I can see four solutions:
1) Check for these reserved keywords and throw an error if they exist.
2) Put all json data into one standard field, like source or data
3) Prefix all gatsby graphql properties so that the list of reserved keywords is less likely to clash with user data.
4) Put all graphgl properties into one like sys, making that the only reserved keyword.
I think 1 is easiest, but apart from protecting the user it's not very nice to have such a long list of properties you are not allowed to have in your dataset.
Option 2 seems reasonable to me, and only makes queries a little more cumbersome maybe.
Option 3 or 4 I would prefer maybe from a user perspective, but I don't know how feasible this is or if it is even possible with the graphql restrictions.
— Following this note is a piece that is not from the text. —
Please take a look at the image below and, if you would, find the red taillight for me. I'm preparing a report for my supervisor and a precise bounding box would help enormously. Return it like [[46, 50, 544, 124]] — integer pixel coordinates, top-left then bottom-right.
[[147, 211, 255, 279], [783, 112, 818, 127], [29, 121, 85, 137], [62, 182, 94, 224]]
This also would mean a lot of code refactoring.
What do you think?
Yeah, this definitely needs fixed.
Thanks for the analysis on possible solutions. My reactions are:
attributes as the name for this. Another possible name is props which is both short and familiar to React.js audience. I do dislike that every graphql query would become longer.A user-centric analysis would ask "How to help people discover data in a Gatsby site and to easily write queries getting the data they want?". This suggests to me that we should put the node-specific fields under a prefix and put custom data at the top-level as that's the data people actually care about. It'll be rare that someone wants to query children or mediaType, or other node-specific fields. The only exception here is id which is decently common to query plus is referenced all the time in code so would be easier at the top level.
So here's a 4-ish proposal for the node/graphql structure:
{
id: string,
childTYPE: object, // not in nodes but generated in graphql for each type of child so would be a reserved prefix.
children: array,
parent: string
internal: {
contentDigest: string,
mediaType: string,
type: string,
content: string,
// Probably will add other fields over time.
}
...other custom fields for node.
}
parent and children are reasonably common words but they're used quite often in graphql schemas so I think it's reasonable keeping them at the top level.
So this limits us to 4 reserved words for nodes and with internal gives us the ability to add whatever else there in the future we want.
Thoughts?
(I prefer internal over sys as saying fields are "system" specific suggests they're somewhat needed by the system or anything outside of the node. I like to think of these nodes as autonomous objects that live independent lives and only agree on common fields as a way to coordinate with other nodes. "sys" feels a little too top-down controlled. I might be reading too much into this :-))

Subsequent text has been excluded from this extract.